- Newry Township Location within the state of Minnesota Newry Township Newry Township (the United States)
- Coordinates: 43°47′38″N 93°6′36″W﻿ / ﻿43.79389°N 93.11000°W
- Country: United States
- State: Minnesota
- County: Freeborn

Area
- • Total: 36.1 sq mi (93.5 km^{2})
- • Land: 36.1 sq mi (93.5 km^{2})
- • Water: 0 sq mi (0.0 km^{2})
- Elevation: 1,270 ft (387 m)

Population (2000)
- • Total: 500
- • Density: 14/sq mi (5.4/km^{2})
- Time zone: UTC-6 (Central (CST))
- • Summer (DST): UTC-5 (CDT)
- FIPS code: 27-45934
- GNIS feature ID: 0665111

= Newry Township, Freeborn County, Minnesota =

Township in Minnesota, United States

Newry Township is a town located in Freeborn County, Minnesota, United States. The population was about 500 at the 2000 census.

Newry Township was organized in 1858, and named after the town of Newry in Ireland, the native home of several first settlers.

==Geography==
According to the United States Census Bureau, the township has a total area of 36.1 square miles (93.4 km^{2}), all land.

==Demographics==
As of the census of 2000, there were 500 people, 176 households, and 146 families residing in the township. The population density was 13.9 people per square mile (5.4/km^{2}). There were 189 housing units at an average density of 5.2/sq mi (2.0/km^{2}). The racial makeup of the township was 95.60% White, 0.20% Asian, 3.00% from other races, and 1.20% from two or more races. 3.20% of the population is Hispanic or Latino.

37.5% of all the households have children under the age of 18 living with them, 74.4% were married couples living together, 4.0% had a female householder with no husband present, and 17.0% were non-families. 13.1% of all households were made up of individuals, and 5.1% had someone living alone with an age of 65 years or older. The average household size was 2.84 and the average family size was 3.13.

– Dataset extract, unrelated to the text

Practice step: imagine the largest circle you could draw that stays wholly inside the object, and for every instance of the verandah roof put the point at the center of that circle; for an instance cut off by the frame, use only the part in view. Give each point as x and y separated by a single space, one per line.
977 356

The population was spread out in the town, with 27.8% under the age of 18, 7.6% from 18 to 24, 27.6% from 25 to 44, 23.8% from 45 to 64, and 13.2% who were 65 years of age or older. The median age was 38 years. For every 100 females, there were 106.6 males. For every 100 females age 18 and over, there were 111.1 males.

The median income for a household within the area was $47,321, and the median income for a family was $47,596. Males had a median income of $33,611 versus $20,000 for females. The per capita income for the township was $18,151. 2.6% of the population were living below the poverty line, including no under eighteens and 2.7% of those over 64.